The book exchange comes a day after Mr. Obama sought out and shook hands with Mr. Chavez and his close ally, Bolivian President Evo Morales, at the opening ceremonies of the summit. And it comes after a week-long engagement with Cuba which saw Mr. Obama lift some of the strictest parts of the U.S. trade and travel embargo on that nation, and which saw Cuban President Raul Castro indicate he would now be open to talking with the U.S. on expanding political freedoms.
But at the UNASUR meeting Saturday South American leaders called for Mr. Obama to lift the embargo entirely, and several of them, including Mr. Chavez, criticized the U.S. for past actions in the hemisphere, according to the senior administration official.

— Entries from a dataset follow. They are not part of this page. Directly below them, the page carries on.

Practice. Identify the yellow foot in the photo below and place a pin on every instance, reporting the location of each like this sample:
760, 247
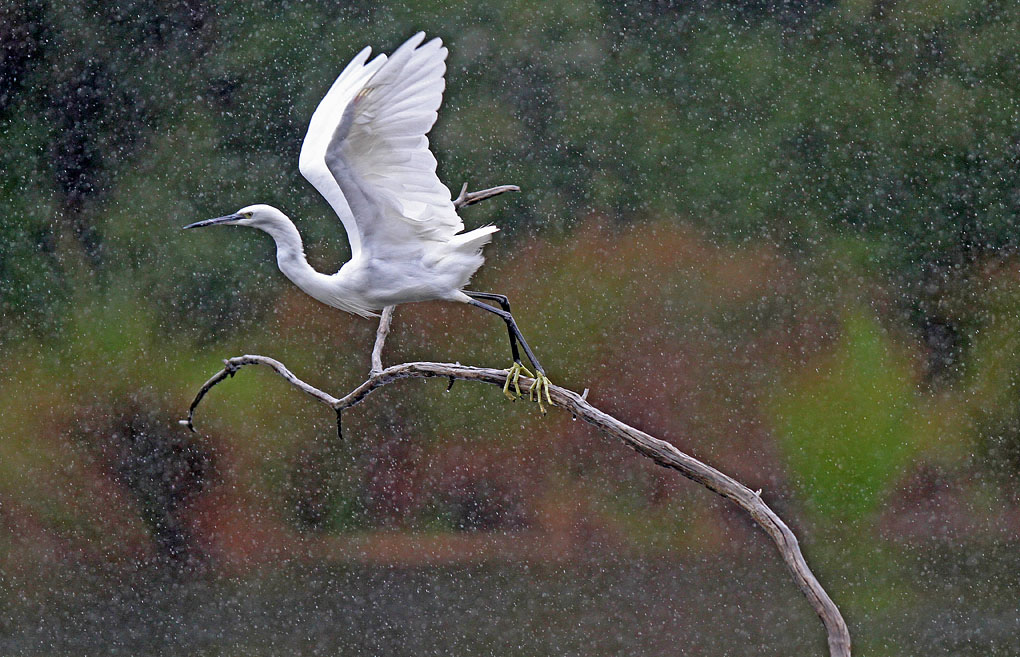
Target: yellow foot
540, 386
513, 376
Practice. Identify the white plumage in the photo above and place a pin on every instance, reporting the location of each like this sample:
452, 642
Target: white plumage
367, 154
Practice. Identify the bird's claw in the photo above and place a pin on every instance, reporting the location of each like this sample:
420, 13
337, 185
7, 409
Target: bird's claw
513, 376
540, 386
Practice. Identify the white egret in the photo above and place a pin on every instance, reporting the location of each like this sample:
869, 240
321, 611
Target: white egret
366, 152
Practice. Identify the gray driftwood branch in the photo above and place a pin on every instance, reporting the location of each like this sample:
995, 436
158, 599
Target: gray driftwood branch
661, 452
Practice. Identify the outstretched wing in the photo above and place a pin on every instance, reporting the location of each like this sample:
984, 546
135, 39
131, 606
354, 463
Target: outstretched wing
377, 155
320, 129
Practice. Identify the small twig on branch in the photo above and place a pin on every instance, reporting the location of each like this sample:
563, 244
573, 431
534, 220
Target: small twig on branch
661, 452
470, 198
386, 319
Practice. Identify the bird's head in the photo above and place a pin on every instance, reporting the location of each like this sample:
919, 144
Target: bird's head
257, 216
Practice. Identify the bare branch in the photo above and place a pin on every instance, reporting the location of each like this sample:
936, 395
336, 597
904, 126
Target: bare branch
470, 198
386, 319
661, 452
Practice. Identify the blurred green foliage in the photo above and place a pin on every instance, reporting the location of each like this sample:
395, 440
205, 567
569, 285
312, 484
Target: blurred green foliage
849, 424
779, 235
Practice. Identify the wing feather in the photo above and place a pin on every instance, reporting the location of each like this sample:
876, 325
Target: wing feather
320, 130
368, 135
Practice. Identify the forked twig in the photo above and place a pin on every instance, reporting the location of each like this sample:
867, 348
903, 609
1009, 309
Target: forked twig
470, 198
661, 452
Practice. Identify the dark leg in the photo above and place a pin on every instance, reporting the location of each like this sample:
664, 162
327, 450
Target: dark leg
514, 332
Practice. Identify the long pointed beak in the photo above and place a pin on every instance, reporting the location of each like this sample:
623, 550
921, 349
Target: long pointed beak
218, 219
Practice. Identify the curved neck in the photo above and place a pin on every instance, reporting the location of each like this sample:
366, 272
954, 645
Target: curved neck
291, 255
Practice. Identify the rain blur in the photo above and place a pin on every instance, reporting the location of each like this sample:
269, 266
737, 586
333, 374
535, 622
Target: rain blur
781, 235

"His comments about President Obama expressed the hope that things have changed. He was civil in his remarks. He was critical of the past, however," the official said.
Mr. Obama is spending Saturday in a series of meetings and working sessions.
"I have a lot to learn and I'm very much looking forward to listening," the president said in his opening remarks to the UNASUR meeting. The opening remarks were open to reporters to cover, and Mr. Chavez walked over to Mr. Obama as the reporters were being ushered from the room.
Friday, at the opening ceremony of the summit, Mr. Obama acknowledged that the U.S. has made some errors, though he didn't say what he thought those errors were. But he also said other countries in the hemisphere must stop blaming the U.S. for all problems.
"I think it's important to recognize, given historic suspicions, that the United States' policy should not be interference in other countries, but that also means that we can't blame the United States for every problem that arises in the hemisphere. That's part of the bargain," Mr. Obama said, drawing applause from the assembled leaders.